SQL Server CTE – Optimization Techniques

cteperformancequery-performancesql serversql-server-2008-r2

I want to take aggregate data for each sales person employed and display the Salesname, saleamount, and saleshippingamount. I have the query set to use 2 UPDATE CTE statements to update a table that house the master data for each employee. I am updating because I need aggregate totals to be displayed.

The syntax takes roughly 10 minutes to complete and between the two tables there are roughly 60,000 rows to process. Is a CTE The wrong way to go about this?

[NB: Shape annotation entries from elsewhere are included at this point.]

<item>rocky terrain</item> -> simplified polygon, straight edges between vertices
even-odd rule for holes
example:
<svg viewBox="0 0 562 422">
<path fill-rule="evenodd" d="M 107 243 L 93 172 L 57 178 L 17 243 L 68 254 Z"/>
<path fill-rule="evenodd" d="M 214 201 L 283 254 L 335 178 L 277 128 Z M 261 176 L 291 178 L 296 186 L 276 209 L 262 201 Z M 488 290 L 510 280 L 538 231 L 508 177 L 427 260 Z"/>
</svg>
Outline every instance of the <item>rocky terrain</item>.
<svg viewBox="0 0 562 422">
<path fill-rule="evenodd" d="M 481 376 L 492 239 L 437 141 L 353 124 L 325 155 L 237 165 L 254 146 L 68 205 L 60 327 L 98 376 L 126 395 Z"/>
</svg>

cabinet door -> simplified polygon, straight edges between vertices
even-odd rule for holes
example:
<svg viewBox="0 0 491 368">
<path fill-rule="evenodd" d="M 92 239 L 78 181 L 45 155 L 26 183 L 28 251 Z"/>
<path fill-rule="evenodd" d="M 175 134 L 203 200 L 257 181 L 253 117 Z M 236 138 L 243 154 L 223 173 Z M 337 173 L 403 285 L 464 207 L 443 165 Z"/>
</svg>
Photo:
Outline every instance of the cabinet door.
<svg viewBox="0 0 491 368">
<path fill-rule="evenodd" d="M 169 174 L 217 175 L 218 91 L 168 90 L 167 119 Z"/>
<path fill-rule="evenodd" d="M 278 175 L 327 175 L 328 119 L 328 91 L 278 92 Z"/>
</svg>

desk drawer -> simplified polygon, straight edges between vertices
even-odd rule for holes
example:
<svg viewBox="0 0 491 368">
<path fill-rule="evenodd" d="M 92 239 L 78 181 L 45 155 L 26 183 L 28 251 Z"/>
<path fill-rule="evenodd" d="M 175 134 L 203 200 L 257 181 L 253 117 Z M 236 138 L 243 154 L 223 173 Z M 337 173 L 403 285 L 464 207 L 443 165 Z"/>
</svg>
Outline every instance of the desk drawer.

Below is sample DDL. The employee names are populated from the HR table, but I did not show DDL for this, just an insert statement.

Create Table #FinalData
(
    employee varchar(400)
    ,tr float
    ,tf float
)
Create Table #TR
(
    employee varchar(400)
    ,saleamount float
    ,saledate date
)
Create Table #TF
(
    employee varchar(400)
    ,saleshippingamt float
    ,saledate date
)
INSERT INTO #TR (employee, saleamount, saledate) VALUES
('Employee 1', '12.63', '2017-01-01'), ('Employee 1', '15.00' ,'2017-01-02')
,('Employee 2', '14.00', '2017-01-03'), ('Employee 2' ,'12.00', '2017-01-03')
,('Employee 3', '16.00', '2017-01-03'), ('Employee 3', '13.00', '2017-01-04')
INSERT INTO #TF (employee, saleshippingamt, saledate) VALUES
('Employee 1', '5.00', '2017-01-01'), ('Employee 1', '6.00' ,'2017-01-02')
,('Employee 2', '5.50', '2017-01-03'), ('Employee 2' ,'5.00', '2017-01-03')
,('Employee 3', '6.00', '2017-01-03'), ('Employee 3', '6.00', '2017-01-04')
INSERT INTO #FINALDATA (employee) Values
('Employee 1'), ('Employee 2'), ('Employee 3')

;With TR As 
(
    SELECT 
    employee
    ,SUM(saleamount) Totals
    FROM #TR
    WHERE saledate BETWEEN '2017-01-01' AND '2017-01-25'
    GROUP BY employee
)
UPDATE t
SET tr = t2.TotalCount
FROM #FinalData t
INNER JOIN (Select employee, SUM(Totals) TotalCount
            FROM TR
            GROUP BY employee) As t2
ON t.employee = t2.employee

;With TF As 
(
    SELECT 
    employee
    ,SUM(saleshippingamt) Totals
    FROM #TF
    WHERE saledate BETWEEN '2017-01-01' AND '2017-01-25'
    GROUP BY employee
)
UPDATE t
SET tf = t2.TotalCount
FROM #FinalData t
INNER JOIN (Select employee, SUM(Totals) TotalCount
            FROM TF
            GROUP BY employee) As t2
ON t.employee = t2.employee

Select * FROM #FinalData

And this is my execution plan.

What is an option that I have to optimize this query?

Best Answer

I've finally been able to do some testing and playing with the query and can give you more concrete suggestions. I used AdventureWorks for my sample so I had some actual data to work with.

Option 1 - Add Indexes

This will give you the best performance increase for the least amount of effort. I saw an increase of 40% in query execution in my sample set just by adding three indexes.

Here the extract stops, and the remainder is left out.